Sciopero della tramvia, anzi, a esser precisi, il primo sciopero della Gest da quando è nata. Uno sciopero che sarà ricordato, nella città del giglio, anche per un altro primato: il tentativo della società di annullarlo di fatto, impiegando, al posto degli autisti che man mano aderivano all’agitazione proclamata dal sindacato, i controllori.

Momenti di tensione dunque, sottolineati anche dall’arrivo delle forze dell’ordine chiamate dagli stessi sindacati, come spiega Amerigo Leoni, esponente della Cisa Faisal: “Abbiamo chiamato le forze dell’ordine per avere una insospettabile testimonianza del comportamento antisindacale dell’azienda e della veridicità delle nostre affermazioni. L’azienda, presente con l’amministratore delegato ai binari di Villa Costanza dove finiva il “giro” degli autisti che avevano deciso di aderire allo sciopero (per inciso, su 13 treni solo due hanno girato, c’era una percentuale di adesione allo sciopero che sfiorava il 100%) ha tenuto un comportamento intimidatorio e, soprattutto, aveva contato sui controllori per sostituire gli autisti e annullare lo sciopero”.

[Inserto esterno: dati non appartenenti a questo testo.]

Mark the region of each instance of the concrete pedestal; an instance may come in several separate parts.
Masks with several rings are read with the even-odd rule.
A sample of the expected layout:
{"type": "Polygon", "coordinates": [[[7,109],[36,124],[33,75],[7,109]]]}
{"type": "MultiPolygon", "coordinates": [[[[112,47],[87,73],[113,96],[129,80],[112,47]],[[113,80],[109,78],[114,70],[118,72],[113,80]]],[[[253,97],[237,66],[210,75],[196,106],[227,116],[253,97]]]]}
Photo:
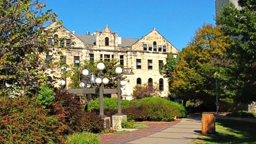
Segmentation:
{"type": "Polygon", "coordinates": [[[113,115],[112,116],[112,126],[113,128],[117,130],[121,129],[121,123],[122,120],[127,120],[127,115],[113,115]]]}
{"type": "Polygon", "coordinates": [[[104,118],[104,128],[110,128],[110,117],[105,117],[104,118]]]}

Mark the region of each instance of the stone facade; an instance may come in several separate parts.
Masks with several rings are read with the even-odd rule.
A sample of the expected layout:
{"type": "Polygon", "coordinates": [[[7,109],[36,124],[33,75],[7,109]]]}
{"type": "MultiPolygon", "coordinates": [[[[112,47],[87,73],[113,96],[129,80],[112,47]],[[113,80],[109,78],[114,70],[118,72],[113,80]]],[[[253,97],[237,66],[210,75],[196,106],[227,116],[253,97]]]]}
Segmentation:
{"type": "MultiPolygon", "coordinates": [[[[53,23],[47,28],[54,26],[53,23]]],[[[118,37],[117,32],[112,33],[107,25],[102,32],[96,30],[92,35],[77,35],[74,32],[62,26],[54,33],[58,37],[65,37],[75,42],[70,46],[67,42],[62,44],[69,48],[63,53],[66,57],[67,64],[74,65],[76,62],[89,60],[90,55],[95,60],[121,60],[123,62],[120,62],[123,63],[123,75],[127,77],[126,85],[122,89],[124,98],[131,96],[134,86],[148,83],[149,79],[157,84],[160,82],[161,96],[167,96],[167,79],[160,74],[159,65],[161,62],[166,63],[167,53],[176,57],[179,51],[155,28],[140,39],[118,37]]],[[[54,49],[53,52],[58,50],[54,49]]],[[[60,56],[57,57],[56,60],[59,60],[60,56]]],[[[45,58],[45,55],[42,57],[45,58]]],[[[67,79],[68,85],[70,82],[67,79]]]]}

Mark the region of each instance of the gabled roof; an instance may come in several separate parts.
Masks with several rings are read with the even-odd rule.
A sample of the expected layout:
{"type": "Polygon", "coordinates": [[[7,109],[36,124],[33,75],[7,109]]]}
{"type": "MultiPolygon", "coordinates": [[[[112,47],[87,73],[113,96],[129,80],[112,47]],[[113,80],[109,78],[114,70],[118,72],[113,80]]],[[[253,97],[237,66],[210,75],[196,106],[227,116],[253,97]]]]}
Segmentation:
{"type": "Polygon", "coordinates": [[[95,42],[95,36],[90,35],[75,35],[84,43],[93,45],[95,42]]]}

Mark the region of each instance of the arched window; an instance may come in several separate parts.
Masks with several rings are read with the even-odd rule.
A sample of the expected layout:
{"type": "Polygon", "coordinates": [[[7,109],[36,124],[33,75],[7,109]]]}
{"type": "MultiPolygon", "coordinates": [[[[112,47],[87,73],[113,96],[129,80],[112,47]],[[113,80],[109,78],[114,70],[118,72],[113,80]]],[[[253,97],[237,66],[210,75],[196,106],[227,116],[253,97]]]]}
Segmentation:
{"type": "Polygon", "coordinates": [[[156,48],[156,42],[153,42],[153,48],[156,48]]]}
{"type": "MultiPolygon", "coordinates": [[[[54,39],[58,39],[58,35],[54,35],[53,37],[54,37],[54,39]]],[[[54,45],[58,46],[58,41],[56,41],[54,40],[54,45]]]]}
{"type": "Polygon", "coordinates": [[[162,78],[159,79],[159,90],[164,91],[164,80],[162,78]]]}
{"type": "Polygon", "coordinates": [[[53,81],[53,78],[50,76],[48,76],[47,77],[47,82],[46,82],[46,84],[49,85],[51,84],[51,82],[53,81]]]}
{"type": "Polygon", "coordinates": [[[149,79],[148,81],[149,86],[153,85],[153,79],[151,78],[149,79]]]}
{"type": "Polygon", "coordinates": [[[109,46],[109,37],[106,37],[105,38],[105,46],[109,46]]]}
{"type": "Polygon", "coordinates": [[[137,79],[137,86],[141,86],[141,79],[139,78],[137,79]]]}

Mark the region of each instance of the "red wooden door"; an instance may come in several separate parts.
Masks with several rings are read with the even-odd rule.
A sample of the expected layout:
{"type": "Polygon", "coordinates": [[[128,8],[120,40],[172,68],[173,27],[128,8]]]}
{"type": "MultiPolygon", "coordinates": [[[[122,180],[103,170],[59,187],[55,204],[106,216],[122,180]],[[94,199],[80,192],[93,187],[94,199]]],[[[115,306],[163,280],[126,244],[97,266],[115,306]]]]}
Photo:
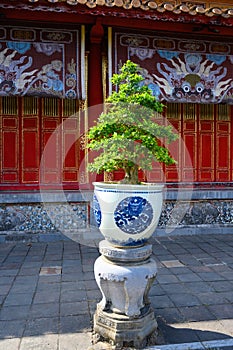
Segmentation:
{"type": "Polygon", "coordinates": [[[78,188],[77,100],[1,97],[0,117],[0,189],[78,188]]]}

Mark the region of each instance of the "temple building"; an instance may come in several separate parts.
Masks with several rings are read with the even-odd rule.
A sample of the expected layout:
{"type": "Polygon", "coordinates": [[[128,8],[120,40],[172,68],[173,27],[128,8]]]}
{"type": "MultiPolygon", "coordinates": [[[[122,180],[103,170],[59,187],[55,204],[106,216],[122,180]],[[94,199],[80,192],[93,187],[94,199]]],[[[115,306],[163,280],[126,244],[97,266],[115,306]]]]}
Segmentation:
{"type": "Polygon", "coordinates": [[[85,133],[128,59],[180,135],[141,173],[167,184],[158,234],[231,232],[232,33],[233,0],[2,0],[0,242],[94,225],[85,133]]]}

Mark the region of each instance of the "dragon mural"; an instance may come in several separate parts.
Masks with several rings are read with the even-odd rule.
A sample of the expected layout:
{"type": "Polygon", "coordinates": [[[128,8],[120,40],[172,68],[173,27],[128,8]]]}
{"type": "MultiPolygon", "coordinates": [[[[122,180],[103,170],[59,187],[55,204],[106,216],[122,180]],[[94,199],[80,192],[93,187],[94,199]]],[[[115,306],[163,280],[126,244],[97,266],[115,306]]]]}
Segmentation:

Si difende l'ad di Gest Jean-Luc Laugaa, rispondendo alle accuse: ''Gest non ha violato alcuna norma – sottolinea – non è vero, come invece sostengono i sindacati, che l'azienda ha sostituito gli autisti con i controllori. A guidare i Sirio oggi c'erano i regolatori, ovvero personale regolarmente patentato che ha liberamente scelto di non aderire allo sciopero, garantendo il servizio ai passeggeri''. E di esposto contro l'azienda per comportamento antisindacale parla anche, in una nota, il segretario regionale autoferro Uiltrasporti Cristiano Sabatini. ''Questo è il modello societario – sottolinea – che potrebbe essere il nuovo proprietario di Ataf, un' azienda che di fatto nega il diritto di sciopero e intimidisce i lavoratori con la pressione fisica della presenza dell'amministratore e del direttore d'esercizio al capolinea di villa costanza''. Secondo Sabatini si tratta di ''un modello stile Marcegaglia, per il quale può sembrare che chi esercita il diritto di sciopero sia un nemico dell'azienda o un lavativo. E' inaccettabile questa condotta e le organizzazioni sindacali faranno un esposto per comportamento antisindacale''.